Close relatives or friends often serve as surrogate decision-makers for patients in intensive care units. Physicians are usually comfortable answering their medical questions. But what happens when spiritual or religious issues arise in the context of end-of-life decisions?

Researchers at The University of Pittsburgh and colleagues at other institutions designed a multicenter prospective cohort study in which —after obtaining appropriate consent from participants--they taped conversations between these surrogates and physicians.

The conversations were all in the ICU setting.

Among their findings: discussion of religious or spiritual considerations occurred in fewer than 20% of conversations when physicians were speaking to surrogates who had “a relatively high degree of religiosity.”

That might not matter to most physicians, who, the team found, were more likely than surrogates to be agnostic, atheistic, or at least non-practicing when it came to following an organized religion.

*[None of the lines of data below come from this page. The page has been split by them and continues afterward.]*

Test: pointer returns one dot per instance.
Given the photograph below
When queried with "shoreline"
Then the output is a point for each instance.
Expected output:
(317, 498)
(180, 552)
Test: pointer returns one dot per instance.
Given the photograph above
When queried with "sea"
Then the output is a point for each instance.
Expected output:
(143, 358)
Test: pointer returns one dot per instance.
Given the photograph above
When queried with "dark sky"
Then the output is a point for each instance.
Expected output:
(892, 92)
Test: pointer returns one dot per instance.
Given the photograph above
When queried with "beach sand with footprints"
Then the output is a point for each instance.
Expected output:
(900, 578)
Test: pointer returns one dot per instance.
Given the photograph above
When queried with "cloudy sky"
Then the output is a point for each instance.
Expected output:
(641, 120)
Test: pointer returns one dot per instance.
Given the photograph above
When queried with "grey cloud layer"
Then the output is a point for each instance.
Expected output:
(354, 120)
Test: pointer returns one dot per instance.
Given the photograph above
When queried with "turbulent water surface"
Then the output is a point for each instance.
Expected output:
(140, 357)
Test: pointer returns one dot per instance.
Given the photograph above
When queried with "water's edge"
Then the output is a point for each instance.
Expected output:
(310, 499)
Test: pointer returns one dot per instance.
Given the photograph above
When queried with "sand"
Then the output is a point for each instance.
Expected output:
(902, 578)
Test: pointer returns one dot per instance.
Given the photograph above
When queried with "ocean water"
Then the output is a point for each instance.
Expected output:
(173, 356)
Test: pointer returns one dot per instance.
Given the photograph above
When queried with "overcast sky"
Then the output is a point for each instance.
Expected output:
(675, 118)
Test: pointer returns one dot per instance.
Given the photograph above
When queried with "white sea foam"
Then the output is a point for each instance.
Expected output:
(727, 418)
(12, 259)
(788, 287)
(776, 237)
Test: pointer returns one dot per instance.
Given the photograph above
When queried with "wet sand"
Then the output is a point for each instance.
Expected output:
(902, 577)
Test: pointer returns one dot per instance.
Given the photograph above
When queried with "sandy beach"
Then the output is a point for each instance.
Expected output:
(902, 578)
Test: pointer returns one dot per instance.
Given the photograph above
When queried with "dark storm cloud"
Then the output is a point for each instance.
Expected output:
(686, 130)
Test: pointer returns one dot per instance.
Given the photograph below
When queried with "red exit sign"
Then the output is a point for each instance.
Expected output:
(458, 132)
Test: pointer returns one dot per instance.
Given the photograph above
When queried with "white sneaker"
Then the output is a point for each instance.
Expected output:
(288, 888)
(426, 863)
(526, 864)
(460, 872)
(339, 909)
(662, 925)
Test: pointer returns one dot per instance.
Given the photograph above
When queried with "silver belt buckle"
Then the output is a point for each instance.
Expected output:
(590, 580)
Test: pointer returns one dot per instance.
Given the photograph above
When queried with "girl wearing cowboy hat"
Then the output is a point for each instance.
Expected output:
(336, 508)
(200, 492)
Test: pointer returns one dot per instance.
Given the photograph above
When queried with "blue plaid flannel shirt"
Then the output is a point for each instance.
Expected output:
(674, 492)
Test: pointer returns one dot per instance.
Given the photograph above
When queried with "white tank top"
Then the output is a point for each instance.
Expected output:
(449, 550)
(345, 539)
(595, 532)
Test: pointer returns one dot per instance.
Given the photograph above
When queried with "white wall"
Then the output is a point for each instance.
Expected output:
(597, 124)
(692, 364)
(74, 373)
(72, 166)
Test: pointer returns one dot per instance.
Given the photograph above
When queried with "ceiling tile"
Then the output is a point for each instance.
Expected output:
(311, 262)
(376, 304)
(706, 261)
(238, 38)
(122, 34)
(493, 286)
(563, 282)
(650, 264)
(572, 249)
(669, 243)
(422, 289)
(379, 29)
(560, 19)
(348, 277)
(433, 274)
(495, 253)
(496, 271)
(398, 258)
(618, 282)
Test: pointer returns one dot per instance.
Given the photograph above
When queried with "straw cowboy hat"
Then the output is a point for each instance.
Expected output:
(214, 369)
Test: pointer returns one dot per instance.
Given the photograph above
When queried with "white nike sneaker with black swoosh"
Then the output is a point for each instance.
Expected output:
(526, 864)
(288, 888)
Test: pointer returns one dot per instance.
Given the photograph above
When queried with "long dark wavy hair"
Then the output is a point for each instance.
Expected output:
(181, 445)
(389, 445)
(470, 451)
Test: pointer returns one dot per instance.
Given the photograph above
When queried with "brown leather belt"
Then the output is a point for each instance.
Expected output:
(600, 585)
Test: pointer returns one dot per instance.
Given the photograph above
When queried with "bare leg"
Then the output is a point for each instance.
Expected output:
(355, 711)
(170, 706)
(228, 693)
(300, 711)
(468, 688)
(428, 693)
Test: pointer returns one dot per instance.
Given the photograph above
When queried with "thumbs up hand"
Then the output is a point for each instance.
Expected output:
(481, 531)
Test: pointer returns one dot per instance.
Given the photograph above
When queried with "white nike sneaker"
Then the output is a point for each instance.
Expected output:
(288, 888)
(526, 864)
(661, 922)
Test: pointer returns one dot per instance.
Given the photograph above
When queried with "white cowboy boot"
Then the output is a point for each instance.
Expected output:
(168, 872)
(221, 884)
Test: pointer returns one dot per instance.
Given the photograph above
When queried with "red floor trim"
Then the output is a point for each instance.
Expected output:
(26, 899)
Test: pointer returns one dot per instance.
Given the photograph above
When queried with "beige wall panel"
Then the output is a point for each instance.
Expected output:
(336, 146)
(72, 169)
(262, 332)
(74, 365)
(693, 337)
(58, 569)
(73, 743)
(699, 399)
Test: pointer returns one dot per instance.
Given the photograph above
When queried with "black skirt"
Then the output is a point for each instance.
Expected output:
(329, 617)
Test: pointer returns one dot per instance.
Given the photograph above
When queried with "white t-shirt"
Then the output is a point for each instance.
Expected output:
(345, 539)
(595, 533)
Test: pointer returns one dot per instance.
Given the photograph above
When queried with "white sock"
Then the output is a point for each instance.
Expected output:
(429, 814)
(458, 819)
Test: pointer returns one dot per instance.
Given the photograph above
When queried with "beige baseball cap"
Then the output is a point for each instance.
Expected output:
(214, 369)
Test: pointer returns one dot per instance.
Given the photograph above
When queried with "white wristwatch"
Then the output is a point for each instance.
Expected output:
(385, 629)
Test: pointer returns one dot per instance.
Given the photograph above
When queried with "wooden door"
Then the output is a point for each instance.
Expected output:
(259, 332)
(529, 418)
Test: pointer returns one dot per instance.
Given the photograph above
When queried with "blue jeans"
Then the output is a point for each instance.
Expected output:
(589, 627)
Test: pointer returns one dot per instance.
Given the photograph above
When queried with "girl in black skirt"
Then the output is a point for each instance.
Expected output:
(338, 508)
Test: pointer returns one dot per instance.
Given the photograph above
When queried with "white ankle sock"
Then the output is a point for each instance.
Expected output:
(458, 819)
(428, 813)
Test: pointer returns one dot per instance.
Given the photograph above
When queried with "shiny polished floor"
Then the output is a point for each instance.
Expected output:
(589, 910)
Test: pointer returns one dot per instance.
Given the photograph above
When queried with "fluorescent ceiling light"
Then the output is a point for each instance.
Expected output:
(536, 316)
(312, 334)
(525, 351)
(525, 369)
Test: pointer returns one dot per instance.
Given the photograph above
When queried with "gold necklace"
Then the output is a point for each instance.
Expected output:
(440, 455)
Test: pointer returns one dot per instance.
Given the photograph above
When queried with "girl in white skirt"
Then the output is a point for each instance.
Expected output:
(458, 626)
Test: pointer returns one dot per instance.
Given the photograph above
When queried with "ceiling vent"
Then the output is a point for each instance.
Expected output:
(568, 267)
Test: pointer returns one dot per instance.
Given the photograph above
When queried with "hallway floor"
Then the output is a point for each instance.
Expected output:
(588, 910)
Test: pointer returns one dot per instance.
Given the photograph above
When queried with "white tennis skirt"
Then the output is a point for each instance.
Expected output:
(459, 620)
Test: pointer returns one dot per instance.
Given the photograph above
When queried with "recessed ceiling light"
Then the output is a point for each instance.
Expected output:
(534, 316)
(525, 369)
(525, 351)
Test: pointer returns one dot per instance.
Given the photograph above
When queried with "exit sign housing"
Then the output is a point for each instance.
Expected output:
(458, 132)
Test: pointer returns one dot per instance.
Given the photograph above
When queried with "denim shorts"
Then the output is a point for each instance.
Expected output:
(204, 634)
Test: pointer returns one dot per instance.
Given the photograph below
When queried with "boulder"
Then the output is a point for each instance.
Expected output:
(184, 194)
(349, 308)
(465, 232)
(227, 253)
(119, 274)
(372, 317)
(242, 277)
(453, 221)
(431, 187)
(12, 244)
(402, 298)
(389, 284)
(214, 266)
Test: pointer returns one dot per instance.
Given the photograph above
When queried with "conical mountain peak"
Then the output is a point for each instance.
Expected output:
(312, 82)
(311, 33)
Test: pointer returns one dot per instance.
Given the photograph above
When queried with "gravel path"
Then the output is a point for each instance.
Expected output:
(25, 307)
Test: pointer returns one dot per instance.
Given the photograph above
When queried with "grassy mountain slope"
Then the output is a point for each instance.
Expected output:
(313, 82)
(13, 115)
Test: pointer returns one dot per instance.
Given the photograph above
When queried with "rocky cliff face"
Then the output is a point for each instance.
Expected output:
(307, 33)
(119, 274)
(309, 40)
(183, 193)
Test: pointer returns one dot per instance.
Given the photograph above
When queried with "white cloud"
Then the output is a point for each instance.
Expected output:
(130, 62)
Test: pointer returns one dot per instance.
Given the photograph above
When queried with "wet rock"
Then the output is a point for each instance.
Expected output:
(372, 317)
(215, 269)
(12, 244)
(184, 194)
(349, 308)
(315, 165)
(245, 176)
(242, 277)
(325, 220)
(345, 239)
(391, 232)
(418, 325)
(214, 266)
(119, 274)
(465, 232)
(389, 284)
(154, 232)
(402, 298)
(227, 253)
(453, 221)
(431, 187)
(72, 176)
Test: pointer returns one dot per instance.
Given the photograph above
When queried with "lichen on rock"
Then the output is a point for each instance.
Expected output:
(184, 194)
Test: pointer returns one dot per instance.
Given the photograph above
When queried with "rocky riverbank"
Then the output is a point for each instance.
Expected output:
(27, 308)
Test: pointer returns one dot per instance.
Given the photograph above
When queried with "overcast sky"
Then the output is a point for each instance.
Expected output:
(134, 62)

But to the surrogates—most of whom were religious—the physicians’ avoidance of any expression of religious or spiritual sentiments was seen as a lapse.

That goes against recommendations that “health care professionals attend to the spiritual concerns of patients and their family members,” the authors note.

Physicians and nurses do not necessarily have to use religious language, or pray with patients. But they should express concern by “using open-ended questions, asking patients to say more, providing empathy, and involving spiritual care appropriately,” wrote Natalie Ernecoff, MPH and colleagues in an article in JAMA Internal Medicine.

The team also found that in their participant group, about 75% of the surrogates said they were Christian, compared to 44.1% of the physicians and other caregivers. More than a third (35.2% of the physicians said they were atheist, agnostic, or had no religious affiliation.

The authors said their study shows that in this era of patient-centered care, “developing strategies to ensure adequate exploration and integration of religious and spiritual consideration may be important” to ICU patients and their families.